Ces peintures démontrent à quel point l’art peut être puissant et combien d’émotions nous sommes capables de représenter en tant qu’artistes. Même si vous préférez peindre des scènes colorées et agréables comme moi, il y a encore beaucoup à apprendre des techniques utilisées dans ces peintures dramatiques. Pensez simplement à la manière dont vous pouvez utiliser ces techniques pour représenter le bonheur, la joie ou toute autre émotion que vous essayez de promouvoir dans vos peintures.

Avertissement: Ce poste n’est pas pour les timides. Certaines de ces peintures sont très confrontantes.

  • Andrew Wyeth, Le monde de Christina, 1948

  • Claude Monet, Camille sur son lit de mort, 1879

  • Edgar Degas, L’absinthe, 1875-1876

  • Edvard Munch, L’enfant malade (Det Syke Barn), 1885

  • Edward Hopper, Automate, 1927

  • Francis Bacon, Homme d’affaires I, 1952 ou Tête d’homme, 1952

  • Frederick McCubbin, pionnier, 1904

  • Pablo Picasso, vieux guitariste, 1903

  • Ilya Répine, Ivan le Terrible et son fils Ivan, 1885

  • Vincent van Gogh, Vieil homme affligé (A la porte de l’éternité), 1890

  • Points clés à retenir

  • Merci d’avoir lu!

(Bonus : Cliquez ici pour télécharger une copie PDF de ma feuille de triche sur la théorie des couleurs.)

Andrew Wyeth, Le monde de Christina, 1948

Andrew Wyeth, Le monde de Christina, 1948
Andrew Wyeth, Le monde de Christina, 1948

Cette peinture dramatique d’Andrew Wyeth dépeint la nature solitaire et stimulante du « monde de Christina ». Christina est une jeune fille qui semble bloquée au milieu d’un champ, regardant une maison au loin. On pense qu’elle souffrait d’une maladie neuromusculaire l’empêchant de marcher.

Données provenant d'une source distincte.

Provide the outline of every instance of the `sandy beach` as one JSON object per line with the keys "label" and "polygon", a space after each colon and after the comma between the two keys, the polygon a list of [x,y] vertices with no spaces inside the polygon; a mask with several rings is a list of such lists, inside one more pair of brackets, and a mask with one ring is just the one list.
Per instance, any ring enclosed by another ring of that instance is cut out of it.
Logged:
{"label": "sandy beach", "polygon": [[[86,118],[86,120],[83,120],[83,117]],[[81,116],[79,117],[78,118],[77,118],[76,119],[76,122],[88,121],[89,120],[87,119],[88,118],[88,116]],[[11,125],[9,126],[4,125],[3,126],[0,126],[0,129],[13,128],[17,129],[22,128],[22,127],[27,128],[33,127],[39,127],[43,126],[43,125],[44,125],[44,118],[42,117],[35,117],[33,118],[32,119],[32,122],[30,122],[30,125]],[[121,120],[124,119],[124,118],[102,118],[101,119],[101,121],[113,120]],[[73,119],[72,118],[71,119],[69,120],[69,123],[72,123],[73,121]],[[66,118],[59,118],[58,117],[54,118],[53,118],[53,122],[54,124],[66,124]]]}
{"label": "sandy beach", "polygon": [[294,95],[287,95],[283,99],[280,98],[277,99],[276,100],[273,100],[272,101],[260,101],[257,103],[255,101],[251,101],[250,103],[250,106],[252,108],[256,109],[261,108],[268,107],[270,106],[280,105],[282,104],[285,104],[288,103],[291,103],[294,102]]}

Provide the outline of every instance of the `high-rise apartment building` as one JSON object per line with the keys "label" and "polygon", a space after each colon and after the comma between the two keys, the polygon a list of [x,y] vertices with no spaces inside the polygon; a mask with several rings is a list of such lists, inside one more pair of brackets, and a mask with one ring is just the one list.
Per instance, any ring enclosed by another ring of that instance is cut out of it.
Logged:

Wyeth a peint avec un haut niveau de détail et une palette de couleurs terne. Beaucoup ont qualifié ce style de peinture de « réalisme magique ».

Claude Monet, Camille sur son lit de mort, 1879

Claude Monet, Camille sur son lit de mort, 1879
Claude Monet, Camille sur son lit de mort, 1879

La peinture de Claude Monet ci-dessus contraste fortement avec les paysages colorés et énergiques que nous connaissons mieux. Il capture les derniers instants de sa femme sur son lit de mort. Elle est décédée à l’âge de 32 ans, après avoir souffert de diverses conditions médicales.

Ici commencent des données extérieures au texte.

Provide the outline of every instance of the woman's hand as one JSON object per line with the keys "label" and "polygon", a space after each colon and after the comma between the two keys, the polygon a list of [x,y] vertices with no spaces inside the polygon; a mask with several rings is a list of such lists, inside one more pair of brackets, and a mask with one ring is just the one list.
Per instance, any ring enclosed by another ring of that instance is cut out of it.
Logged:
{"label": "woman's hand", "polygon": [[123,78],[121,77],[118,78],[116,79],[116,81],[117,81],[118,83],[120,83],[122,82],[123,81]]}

Monet a dit à un ami à propos de ce tableau…

« Vous ne pouvez pas savoir… l’obsession, la joie, le tourment de mes jours… J’étais au lit de mort d’une dame qui m’avait été, et m’était encore très chère… Je me suis retrouvé à regarder [her] visage tragique, essayant automatiquement d’identifier des choses comme les proportions de la lumière ».

Il peint dans son style habituel – la couleur brisée pour capturer la nature éphémère de la vie. Il semble y avoir une fenêtre ouverte éclairant sa femme d’un côté. Les couleurs sont toutes en sourdine, avec principalement des gris, des bleus ternes et des jaunes. Pour moi, son visage apparaît calme, tandis que le reste du tableau apparaît tourmenté.

Edgar Degas, L’absinthe, 1875-1876

Edgar Degas, L'absinthe, 1875-1876
Edgar Degas, L’absinthe, 1875-1876

C’est une peinture si puissante d’Edgar Degas. Il représente un couple déconnecté et triste. La femme a une boisson vert pâle devant elle, étant de l’absinthe. Les deux sujets étaient en fait des amis de Degas. Ellen André était comédienne et modèle d’artiste et Marcellin Desboutin était artiste et graveur. Leurs carrières ont pris un coup à la suite de cette peinture et Degas a dû annoncer publiquement qu’ils n’étaient pas réellement alcooliques.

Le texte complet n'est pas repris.